Тони заставила себя подняться на ноги. Голова закружилась, она почувствовала тошноту. Рыжие волосы скрылись за углом. Толпа стояла у афиш с надписью: «ПОУМ». Еле переставляя ноги, девушка побрела туда. Она читала, не веря своим глазам. Тони прошептала:
– Сиротский приют. Зачем фон Рабе такое…, она дошла до слов: «Капитан де ла Марк приговорен к расстрелу». Тони всхлипнула:
– Что я наделала? Я сама, своими руками. Я его убью…, – Тони кинулась к подъезду, – и убью Петра, когда он появится. Он передал фон Рабе координаты. Я найду Виллема, он меня простит, мы любим, друг друга…, – взлетев по лестнице, Тони замерла. Фон Рабе стоял на площадке, с пистолетом.

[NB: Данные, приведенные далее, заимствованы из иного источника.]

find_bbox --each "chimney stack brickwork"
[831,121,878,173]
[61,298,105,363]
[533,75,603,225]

– Без глупостей, милочка, – предупредил ее немец:
– Иначе ваши фото, завтра…, – Тони бросилась на него, пытаясь вырвать оружие, царапая его лицо: «Будьте вы прокляты, мерзавцы! Я знаю, знаю, кто вам передал цифры…, – фон Рабе отшвырнул ее. Он успел смыть кровь с лица. Губы немца были разбиты, под глазом набухал синяк:
– Ребенок…, – Тони, невольно, положила руку на живот, – я не могу его терять. Виллему тяжело, надо подождать. Он меня любит, он вернется…, – Тони выпрямила спину:
– Убирайтесь прочь, не подходите ко мне. Отдайте негативы, и запомните, я никогда, ничего, не буду для вас делать…, – фон Рабе посмотрел в упрямые, прозрачные глаза.
– Она больше не работник, – сказал себе Макс, – а жаль. Впрочем, Муха от нас никуда не денется. Красивых девушек на свете много…, – он хмыкнул:
– Пеняйте на себя, леди Антония. Не поступайте глупо, или ваши фото…, – по ее лицу текли слезы. Она шарила по каменной стене, будто ища опоры:
– Мне все равно…, – выплюнула Тони:
– Я вас ненавижу…, – его шаги стихли. Девушка опустилась на пол, рядом с разбитой дверью: «Виллему надо бежать отсюда, скрыться, иначе его расстреляют. Он думает, что я нарочно приехала на позиции…, – Тони вытерла лицо:
– У нас будет дитя, остальное неважно. Я отыщу Виллема, встану на колени, попрошу, чтобы он меня простил…, – она вспомнила его шепот:
– Я люблю тебя. Тогда и полюбил, у машины. Я не думал, что тебе тоже нравлюсь…, – Тони раскачивалась, кусая губы. Девушка затихла, слушая шум недалекого бульвара, звон колоколов, гудки машин: «Мы будем вместе, обязательно».
Фон Рабе добрался до пансиона окольными улицами. Макс не хотел попадаться на глаза патрулям, с избитым лицом:
– Очень надеюсь, что Виллем застрелится, – хмыкнул он, рассматривая себя в зеркало, – или его арестует республиканская милиция. Он человек заметный, его описание по всей Барселоне развешано.